At the end of a pretty awful bender at uni, I once said to my best friend over a cuppa and some bacon “I think my liver has packed his bags and is leaving… I physically can’t drink anymore”

Oh how we chuckled.

Fast forward a few years and my liver is still trying to leave my body, only this time it’s  not a joke and my liver actually physically hurts. Who knew that it would hurt? Maybe he’s tacking his escape route to my ribs? Or maybe he’s trying to bust out alien-stylie?

I’m not sure, but I do know that it’s exhausting whatever he’s doing in there.

Its been a rough couple of weeks.

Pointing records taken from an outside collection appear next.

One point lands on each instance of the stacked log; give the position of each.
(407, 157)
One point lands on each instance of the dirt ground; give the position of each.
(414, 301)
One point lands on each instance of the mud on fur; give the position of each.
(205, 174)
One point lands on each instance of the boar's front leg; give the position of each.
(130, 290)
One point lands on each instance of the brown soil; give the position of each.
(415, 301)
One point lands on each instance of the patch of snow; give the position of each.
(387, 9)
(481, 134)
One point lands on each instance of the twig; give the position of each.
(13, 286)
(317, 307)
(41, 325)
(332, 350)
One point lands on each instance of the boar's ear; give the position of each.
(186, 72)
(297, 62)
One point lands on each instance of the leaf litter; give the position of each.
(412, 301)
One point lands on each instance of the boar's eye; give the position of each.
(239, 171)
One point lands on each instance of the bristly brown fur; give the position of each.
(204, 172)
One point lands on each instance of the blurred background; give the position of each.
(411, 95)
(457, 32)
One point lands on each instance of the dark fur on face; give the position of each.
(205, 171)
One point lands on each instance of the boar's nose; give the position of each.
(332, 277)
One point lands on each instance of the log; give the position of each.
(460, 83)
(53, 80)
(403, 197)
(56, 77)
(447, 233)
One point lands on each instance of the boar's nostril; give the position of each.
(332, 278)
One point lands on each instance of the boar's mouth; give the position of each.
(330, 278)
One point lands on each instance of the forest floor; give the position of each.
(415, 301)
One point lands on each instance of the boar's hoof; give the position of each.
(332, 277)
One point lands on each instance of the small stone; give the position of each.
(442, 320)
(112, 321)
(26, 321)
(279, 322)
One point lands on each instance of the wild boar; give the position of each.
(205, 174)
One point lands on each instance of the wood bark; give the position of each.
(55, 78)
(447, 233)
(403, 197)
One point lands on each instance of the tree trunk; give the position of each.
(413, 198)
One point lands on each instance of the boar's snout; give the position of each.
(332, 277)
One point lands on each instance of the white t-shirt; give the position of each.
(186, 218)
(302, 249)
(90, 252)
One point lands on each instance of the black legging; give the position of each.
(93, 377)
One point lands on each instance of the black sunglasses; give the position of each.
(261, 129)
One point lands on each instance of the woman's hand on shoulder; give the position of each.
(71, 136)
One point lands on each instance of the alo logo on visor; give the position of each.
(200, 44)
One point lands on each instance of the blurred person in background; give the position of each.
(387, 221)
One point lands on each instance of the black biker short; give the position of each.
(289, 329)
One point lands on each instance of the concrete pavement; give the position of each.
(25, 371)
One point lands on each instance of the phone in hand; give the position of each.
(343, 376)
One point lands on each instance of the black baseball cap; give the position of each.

The dreaded Steriods are wreaking havoc with my body, which in fairness deserves its own post.

Exhaustion is next level. Does anyone remember that episode of the Simpsons where Mr Burns is wandering around the woods saying “I bring you love?”

Thats me. Only I’m not glowing green. Though I was a delightful shade of yellow in hospital and my eyes are still tinged, but that’s neither here nor there.

All I know is that I must look like a nutcase on the tube, because I am shaking and muttering to myself that I just need to make it home in one piece and then I can lie down. Everything’s going to be okay.

I’ve also turned into an idiot. I can’t seem to concentrate and you can’t talk to me for longer than 5 minutes because I will either forget what I am saying or I’ll forget what you’re saying. I’m staring at you, the lights are on but no ones home. My brain is clearly in cahoots with my liver and they’re going to run off together into the sunset holding hands.

Bastards.

To to say the last week or so has been a struggle would be an understatement, but I’m trying to get through because that’s just how it is. The alternative is to sit and get bitter about what’s happening. I can’t choose what’s going on but I can choose how I react and deal with it.

I don’t want to just survive, I want to live.

I have an appointment with my doctor on Thursday to discuss what went down in the hospital, and to talk about *whispers* liver transplants. I have to whisper because I don’t want to scare my brain away. My Doctor tried to talk to me about it when I was in hospital and my brain completely bailed, I saw his mouth was moving and I was just staring at him going uh huh yeah.. So I’m going to need to get him to repeat that information now that I feel a little bit more equipped to mentally deal with what he was trying to tell me.

I’ll keep you posted, until then, stay well.